Probabilistic & Graph-Based Identity in Regulated Financial Services

This article argues that probabilistic and graph-based identity techniques are unavoidable in regulated Financial Services, but only defensible when tightly governed. Deterministic entity resolution remains the foundation, providing anchors, constraints, and auditability. Probabilistic scores and identity graphs introduce likelihood and network reasoning, not truth, and must be time-bound, versioned, and replayable. When anchored to immutable history, SCD2 discipline, and clear guardrails, these techniques enhance fraud and AML insight; without discipline, they create significant regulatory risk.

1. Introduction: When Deterministic Identity Breaks Down

In regulated Financial Services, identity is rarely a clean, binary problem. Customers move, change names, share devices, open accounts through intermediaries, and appear across systems that were never designed to agree with one another. Deterministic entity resolution handles the obvious cases well, but it fails precisely where regulatory, fraud, and financial crime risks concentrate.

This article explores probabilistic and graph-based identity techniques in Financial Services — not as replacements for deterministic matching, but as controlled extensions of it.
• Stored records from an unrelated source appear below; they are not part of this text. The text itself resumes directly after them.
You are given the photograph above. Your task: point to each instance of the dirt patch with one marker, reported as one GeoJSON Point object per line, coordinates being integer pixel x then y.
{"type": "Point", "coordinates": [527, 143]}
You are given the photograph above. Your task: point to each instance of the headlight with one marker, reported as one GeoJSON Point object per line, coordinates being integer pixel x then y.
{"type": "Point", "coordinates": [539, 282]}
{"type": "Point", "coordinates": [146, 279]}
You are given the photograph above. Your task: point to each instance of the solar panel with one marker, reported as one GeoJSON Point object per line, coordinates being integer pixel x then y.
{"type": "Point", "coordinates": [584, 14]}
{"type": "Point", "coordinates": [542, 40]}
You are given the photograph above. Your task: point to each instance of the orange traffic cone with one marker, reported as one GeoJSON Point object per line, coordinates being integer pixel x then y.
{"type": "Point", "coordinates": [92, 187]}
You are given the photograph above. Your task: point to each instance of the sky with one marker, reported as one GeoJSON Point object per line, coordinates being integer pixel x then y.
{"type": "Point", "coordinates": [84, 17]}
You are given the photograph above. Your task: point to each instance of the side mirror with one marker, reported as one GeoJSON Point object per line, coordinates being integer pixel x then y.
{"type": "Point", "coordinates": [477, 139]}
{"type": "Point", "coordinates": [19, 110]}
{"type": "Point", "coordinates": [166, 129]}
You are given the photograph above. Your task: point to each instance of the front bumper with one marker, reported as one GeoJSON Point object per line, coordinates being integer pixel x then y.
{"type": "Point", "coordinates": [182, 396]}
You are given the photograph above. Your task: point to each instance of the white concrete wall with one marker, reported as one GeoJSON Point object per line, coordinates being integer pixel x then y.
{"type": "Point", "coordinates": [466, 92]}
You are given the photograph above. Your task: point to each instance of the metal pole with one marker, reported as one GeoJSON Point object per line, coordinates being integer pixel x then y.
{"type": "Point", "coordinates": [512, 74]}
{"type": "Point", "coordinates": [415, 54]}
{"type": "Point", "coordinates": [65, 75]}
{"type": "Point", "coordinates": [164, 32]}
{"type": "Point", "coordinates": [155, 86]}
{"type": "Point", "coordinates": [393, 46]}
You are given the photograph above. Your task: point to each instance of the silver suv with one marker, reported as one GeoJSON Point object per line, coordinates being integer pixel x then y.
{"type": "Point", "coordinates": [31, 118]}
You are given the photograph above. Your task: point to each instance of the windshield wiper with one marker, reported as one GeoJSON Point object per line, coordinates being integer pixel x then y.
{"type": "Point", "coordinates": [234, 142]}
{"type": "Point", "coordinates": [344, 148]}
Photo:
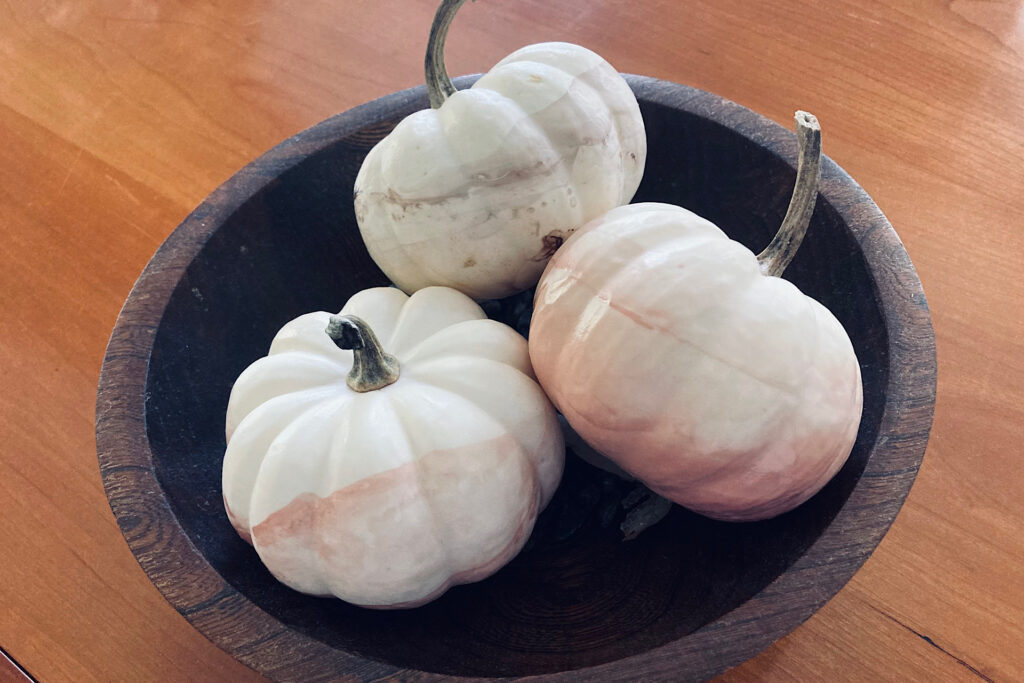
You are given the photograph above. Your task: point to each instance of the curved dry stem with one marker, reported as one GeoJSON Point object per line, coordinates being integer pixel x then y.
{"type": "Point", "coordinates": [372, 368]}
{"type": "Point", "coordinates": [439, 86]}
{"type": "Point", "coordinates": [777, 255]}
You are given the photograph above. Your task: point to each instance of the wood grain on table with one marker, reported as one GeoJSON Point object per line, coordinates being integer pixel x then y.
{"type": "Point", "coordinates": [117, 117]}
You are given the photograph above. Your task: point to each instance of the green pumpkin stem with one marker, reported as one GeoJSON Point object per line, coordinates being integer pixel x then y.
{"type": "Point", "coordinates": [777, 255]}
{"type": "Point", "coordinates": [372, 368]}
{"type": "Point", "coordinates": [439, 86]}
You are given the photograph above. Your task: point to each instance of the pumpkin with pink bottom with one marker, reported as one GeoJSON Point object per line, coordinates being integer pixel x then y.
{"type": "Point", "coordinates": [388, 453]}
{"type": "Point", "coordinates": [686, 360]}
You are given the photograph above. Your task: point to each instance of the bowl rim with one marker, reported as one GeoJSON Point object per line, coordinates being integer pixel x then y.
{"type": "Point", "coordinates": [214, 607]}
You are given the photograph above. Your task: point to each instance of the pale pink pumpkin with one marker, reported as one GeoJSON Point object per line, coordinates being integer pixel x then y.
{"type": "Point", "coordinates": [684, 358]}
{"type": "Point", "coordinates": [385, 474]}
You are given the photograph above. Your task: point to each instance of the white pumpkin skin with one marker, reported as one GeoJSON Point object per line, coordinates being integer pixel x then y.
{"type": "Point", "coordinates": [477, 194]}
{"type": "Point", "coordinates": [387, 498]}
{"type": "Point", "coordinates": [667, 349]}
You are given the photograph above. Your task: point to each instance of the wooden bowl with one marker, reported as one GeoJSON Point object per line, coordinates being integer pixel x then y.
{"type": "Point", "coordinates": [687, 599]}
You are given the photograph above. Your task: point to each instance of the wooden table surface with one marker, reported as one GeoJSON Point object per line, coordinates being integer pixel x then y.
{"type": "Point", "coordinates": [117, 117]}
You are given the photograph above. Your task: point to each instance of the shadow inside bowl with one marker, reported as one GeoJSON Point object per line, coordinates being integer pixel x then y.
{"type": "Point", "coordinates": [579, 595]}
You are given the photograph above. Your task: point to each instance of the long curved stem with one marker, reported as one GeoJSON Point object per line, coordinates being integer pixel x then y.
{"type": "Point", "coordinates": [439, 86]}
{"type": "Point", "coordinates": [777, 255]}
{"type": "Point", "coordinates": [372, 368]}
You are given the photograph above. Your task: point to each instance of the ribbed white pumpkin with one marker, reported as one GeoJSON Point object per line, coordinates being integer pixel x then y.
{"type": "Point", "coordinates": [478, 193]}
{"type": "Point", "coordinates": [386, 498]}
{"type": "Point", "coordinates": [674, 353]}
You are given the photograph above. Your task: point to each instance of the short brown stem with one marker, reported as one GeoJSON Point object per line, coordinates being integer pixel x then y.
{"type": "Point", "coordinates": [439, 86]}
{"type": "Point", "coordinates": [777, 255]}
{"type": "Point", "coordinates": [372, 368]}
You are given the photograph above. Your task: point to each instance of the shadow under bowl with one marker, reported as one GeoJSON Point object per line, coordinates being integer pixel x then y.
{"type": "Point", "coordinates": [687, 599]}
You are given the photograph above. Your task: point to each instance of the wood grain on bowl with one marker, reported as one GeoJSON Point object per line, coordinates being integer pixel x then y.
{"type": "Point", "coordinates": [687, 599]}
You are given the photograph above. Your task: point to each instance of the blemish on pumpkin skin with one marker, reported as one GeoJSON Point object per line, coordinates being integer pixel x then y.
{"type": "Point", "coordinates": [333, 527]}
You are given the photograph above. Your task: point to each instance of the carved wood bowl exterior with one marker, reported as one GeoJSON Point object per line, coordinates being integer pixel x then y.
{"type": "Point", "coordinates": [685, 600]}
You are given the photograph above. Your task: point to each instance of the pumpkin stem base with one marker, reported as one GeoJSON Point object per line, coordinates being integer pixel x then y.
{"type": "Point", "coordinates": [777, 255]}
{"type": "Point", "coordinates": [372, 368]}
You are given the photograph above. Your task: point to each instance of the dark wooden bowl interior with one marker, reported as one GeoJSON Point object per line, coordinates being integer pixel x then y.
{"type": "Point", "coordinates": [688, 598]}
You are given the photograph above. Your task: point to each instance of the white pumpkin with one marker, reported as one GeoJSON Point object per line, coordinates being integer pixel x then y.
{"type": "Point", "coordinates": [478, 191]}
{"type": "Point", "coordinates": [678, 354]}
{"type": "Point", "coordinates": [383, 478]}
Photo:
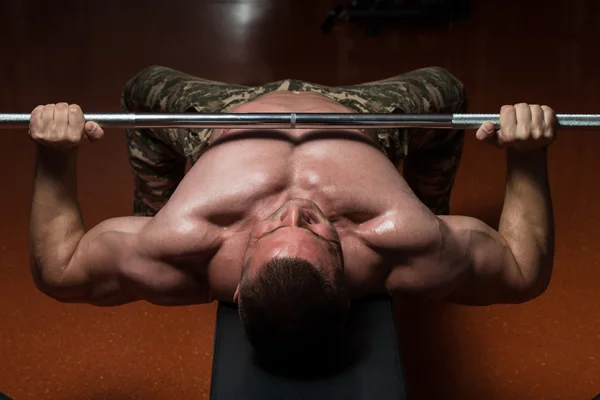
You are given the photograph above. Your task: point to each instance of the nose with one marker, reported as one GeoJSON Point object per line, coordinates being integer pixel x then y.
{"type": "Point", "coordinates": [294, 216]}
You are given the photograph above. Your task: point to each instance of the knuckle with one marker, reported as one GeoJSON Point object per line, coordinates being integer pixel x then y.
{"type": "Point", "coordinates": [547, 109]}
{"type": "Point", "coordinates": [537, 133]}
{"type": "Point", "coordinates": [74, 108]}
{"type": "Point", "coordinates": [523, 132]}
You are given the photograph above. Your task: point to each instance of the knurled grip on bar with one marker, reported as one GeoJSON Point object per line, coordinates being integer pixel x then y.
{"type": "Point", "coordinates": [301, 120]}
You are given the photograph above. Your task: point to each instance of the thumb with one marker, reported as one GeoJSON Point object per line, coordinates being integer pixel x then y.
{"type": "Point", "coordinates": [486, 132]}
{"type": "Point", "coordinates": [93, 131]}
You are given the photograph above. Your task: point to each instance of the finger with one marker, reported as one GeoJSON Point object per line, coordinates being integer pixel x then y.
{"type": "Point", "coordinates": [508, 124]}
{"type": "Point", "coordinates": [35, 119]}
{"type": "Point", "coordinates": [538, 125]}
{"type": "Point", "coordinates": [550, 122]}
{"type": "Point", "coordinates": [76, 121]}
{"type": "Point", "coordinates": [93, 131]}
{"type": "Point", "coordinates": [47, 119]}
{"type": "Point", "coordinates": [523, 121]}
{"type": "Point", "coordinates": [486, 132]}
{"type": "Point", "coordinates": [61, 120]}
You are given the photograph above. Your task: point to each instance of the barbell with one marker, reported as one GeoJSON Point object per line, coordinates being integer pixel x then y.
{"type": "Point", "coordinates": [299, 120]}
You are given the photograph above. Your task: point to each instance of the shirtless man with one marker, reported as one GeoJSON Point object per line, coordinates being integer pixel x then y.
{"type": "Point", "coordinates": [289, 224]}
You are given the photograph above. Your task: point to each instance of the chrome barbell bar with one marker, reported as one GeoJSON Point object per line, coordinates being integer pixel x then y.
{"type": "Point", "coordinates": [299, 120]}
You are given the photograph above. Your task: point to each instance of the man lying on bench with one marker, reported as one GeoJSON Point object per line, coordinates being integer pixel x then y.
{"type": "Point", "coordinates": [292, 224]}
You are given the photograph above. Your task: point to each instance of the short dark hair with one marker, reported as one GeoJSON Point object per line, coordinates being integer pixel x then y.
{"type": "Point", "coordinates": [291, 310]}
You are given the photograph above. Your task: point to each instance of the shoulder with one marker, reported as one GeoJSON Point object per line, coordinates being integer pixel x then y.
{"type": "Point", "coordinates": [174, 236]}
{"type": "Point", "coordinates": [403, 230]}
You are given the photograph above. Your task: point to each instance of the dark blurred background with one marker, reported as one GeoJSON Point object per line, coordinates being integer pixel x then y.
{"type": "Point", "coordinates": [505, 51]}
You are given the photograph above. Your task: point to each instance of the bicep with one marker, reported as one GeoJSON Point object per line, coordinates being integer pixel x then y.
{"type": "Point", "coordinates": [119, 262]}
{"type": "Point", "coordinates": [488, 271]}
{"type": "Point", "coordinates": [95, 273]}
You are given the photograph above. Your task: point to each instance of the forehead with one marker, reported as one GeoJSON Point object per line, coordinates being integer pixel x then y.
{"type": "Point", "coordinates": [293, 242]}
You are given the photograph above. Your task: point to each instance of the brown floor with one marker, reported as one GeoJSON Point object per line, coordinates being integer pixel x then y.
{"type": "Point", "coordinates": [509, 51]}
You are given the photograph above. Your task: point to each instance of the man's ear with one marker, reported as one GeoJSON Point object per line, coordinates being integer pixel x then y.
{"type": "Point", "coordinates": [236, 294]}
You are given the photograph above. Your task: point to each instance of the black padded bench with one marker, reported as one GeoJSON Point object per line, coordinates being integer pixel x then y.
{"type": "Point", "coordinates": [373, 371]}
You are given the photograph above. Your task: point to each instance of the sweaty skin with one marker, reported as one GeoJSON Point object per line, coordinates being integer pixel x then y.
{"type": "Point", "coordinates": [252, 174]}
{"type": "Point", "coordinates": [303, 192]}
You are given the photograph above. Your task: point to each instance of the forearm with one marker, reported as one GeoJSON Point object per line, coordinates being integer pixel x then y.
{"type": "Point", "coordinates": [56, 225]}
{"type": "Point", "coordinates": [527, 222]}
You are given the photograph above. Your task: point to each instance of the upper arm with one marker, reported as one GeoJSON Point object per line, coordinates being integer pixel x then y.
{"type": "Point", "coordinates": [489, 272]}
{"type": "Point", "coordinates": [463, 260]}
{"type": "Point", "coordinates": [122, 260]}
{"type": "Point", "coordinates": [95, 273]}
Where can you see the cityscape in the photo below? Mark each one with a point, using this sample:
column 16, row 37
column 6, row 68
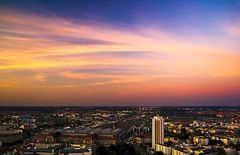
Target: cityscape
column 120, row 130
column 119, row 77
It explains how these techniques can be safely applied on top of a Bronze-layer, SCD2-anchored platform in a way that remains explainable, replayable, and defensible under FCA and PRA scrutiny. Written for architects, data platform leads, and risk owners in regulated FS.

The focus is not on novelty, but on governance, time, and accountability.

Part of the “land it early, manage it early” series on SCD2-driven Bronze architectures for regulated Financial Services. Governed probabilistic/graph ER extensions, for identity specialists, risk teams, and architects who need beyond-deterministic matching. This article delivers controls to make advanced ER regulator-defensible.

2. Why Probabilistic Identity Is Unavoidable in Financial Services

Once deterministic matching reaches its limits, Financial Services does not get the option to stop reasoning about identity. Risk does not disappear when certainty does. Instead, it concentrates in precisely those areas where intent, obfuscation, and coordination matter most.

Certain identity questions cannot be answered with keys and rules alone:

Fraud rings share devices and addresses but not names.
Beneficial owners intentionally obscure direct relationships.
Customers reappear after remediation under slightly altered details.
Networks matter more than individuals in AML scenarios.

In these cases, the question is not “are these records identical?” but “how likely is it that these records refer to the same underlying actor or network?”

Ignoring probabilistic identity does not reduce risk — it simply pushes it downstream into manual processes, spreadsheets, or opaque vendor systems.

3. Deterministic Identity as the Foundation, Not the Enemy

Before discussing probability, likelihood, or graphs, a harder boundary must be drawn. In regulated environments, the question is not whether probabilistic techniques are powerful, but whether they are anchored to something that regulators can trust.

One principle must be explicit:

Probabilistic identity without deterministic grounding is indefensible in regulated environments.

Deterministic entity resolution:

establishes hard anchors,
defines known non-matches,
constrains the search space,
and provides audit-safe baselines.

Probabilistic methods operate within this framework, never outside it. They propose hypotheses; they do not assert truth.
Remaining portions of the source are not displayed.